House Bill 126, signed into law by Republican Gov. Mike Parson in 2019, is a “trigger Law” with specific actions to be taken if the U.S. Supreme Court overruled, in whole or in part, Roe v. Wade. The law dictates the state’s revisor of statutes must be notified of the enactment of the law by the attorney general issuing an opinion, the governor issuing a proclamation or the adoption of a concurrent resolution by the general assembly.

Parson and Republican Attorney General Eric Schmitt executed documents minutes after reports of the overturning.

“With Roe v. Wade overturned and statutory triggers provided in HB 126, we are issuing this proclamation to restore our state authority to regulate abortion and protect life,” Parson said in a statement on Friday. “Thanks to decades of conservative leaders, Missouri has become one of the most pro-life states in the nation, and our administration has always fought for the life of every unborn child. Today, our efforts have produced what generations of Missourians have worked and prayed for: Today, we have won our fight to protect innocent life.”

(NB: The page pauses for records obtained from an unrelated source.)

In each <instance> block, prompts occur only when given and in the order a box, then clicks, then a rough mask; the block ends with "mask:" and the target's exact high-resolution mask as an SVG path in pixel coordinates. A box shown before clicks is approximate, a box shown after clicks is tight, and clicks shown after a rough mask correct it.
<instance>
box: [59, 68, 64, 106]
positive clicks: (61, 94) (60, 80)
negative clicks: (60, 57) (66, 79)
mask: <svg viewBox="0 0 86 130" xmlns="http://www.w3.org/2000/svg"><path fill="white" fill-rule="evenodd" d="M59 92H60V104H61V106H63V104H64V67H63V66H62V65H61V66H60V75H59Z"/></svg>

Section 188.017 of the Revised Statutes of Missouri contains the “Right to Life of the Unborn Child Act.” It contains a “trigger” to restore or grant Missouri authority to regulate abortion if Roe v. Wade was overturned or altered. It also could be enacted if there was an amendment to the U.S. Constitution or a law enacted by Congress restoring or granting states the authority to regulate abortion.

“With this attorney general opinion, my office has effectively ended abortion in Missouri, becoming the first state in the country to do so following the Court’s ruling,” Schmitt, a candidate for the seat of retiring U.S. Senator Roy Blunt, said in a Friday statement. “My office has been fighting to uphold the sanctity of life since I became attorney general, culminating in today’s momentous court ruling and attorney general opinion. I will continue the fight to protect all life, born and unborn.”

In addition to prohibiting doctors from performing abortions unless there is a medical emergency, “any person who knowingly performs or induces an abortion of an unborn child in violation of this subsection shall be guilty of a class B felony, as well as subject to suspension or revocation of his or her professional license by his or her professional licensing board.” Class B felonies in Missouri carry a punishment of five to 15 years in prison. The law also states a woman “upon whom an abortion is performed or induced in violation of this subsection shall not be prosecuted for a conspiracy to violate the provisions of this subsection.”

A media release from the governor said he is communicating with the attorney general to “quickly resolve” any current court challenges to House Bill 126 to prevent its implementation.